Pierwsze takie, było aktualnie w samej miejscowości Bogusławiec, gdzie kierowca został nagrany przekraczając dozwoloną prędkość. Tak tworzył żyć wtedy przystanek autobusowy. Jednak pracowniki z daleka zauważyli, iż ten istniał zastawiony, dlatego kierowca BMW odjechał. Kiedy pojazd, za którym prowadzili na śliskiej nawierzchni po raz drugi rozpędził się do poważnej prędkości nie mogli dłużej czekać. Dali znać sygnałami aby zwolnił. Uważali go wyprzedzić i doprowadzić do wygodnego miejsca zamknięcia na parkingu na końcu powiatu kołobrzeskiego, przy tzw. panderozie.

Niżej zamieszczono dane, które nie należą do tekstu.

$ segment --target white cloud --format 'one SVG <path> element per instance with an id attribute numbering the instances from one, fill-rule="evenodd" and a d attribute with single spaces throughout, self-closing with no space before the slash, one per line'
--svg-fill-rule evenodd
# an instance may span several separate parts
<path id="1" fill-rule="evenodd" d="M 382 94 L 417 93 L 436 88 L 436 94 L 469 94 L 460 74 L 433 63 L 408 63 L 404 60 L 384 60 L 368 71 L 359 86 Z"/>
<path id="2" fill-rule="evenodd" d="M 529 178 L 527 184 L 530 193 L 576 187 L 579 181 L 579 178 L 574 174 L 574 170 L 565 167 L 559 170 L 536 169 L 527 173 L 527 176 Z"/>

Nie wiadomo czy kierowca nie usłyszał a nie zobaczył wezwania do usunięcia. Ze maksymalną prędkością miał pokonywać zakręt, kiedy stracił panowanie nad pojazdem. Wtedy wypadł z linii po prostej lewej stronie, wpadłem w drewno i dachował.
W produkcie wypadku poważnie poszkodowany został 24-letni kierowca BMW. Jechał od Kołobrzegu do Trzebiatowa. Warunki drogowe ostatniego dnia były niesprzyjające. Kierowcy pamiętajcie, aby mieć na śliską nawierzchnię. Oblodzenie lub mokra jezdnia jest szczególnie niebezpieczna przy niskich temperaturach, zwłaszcza rano oraz po zmroku. Noga z gazu!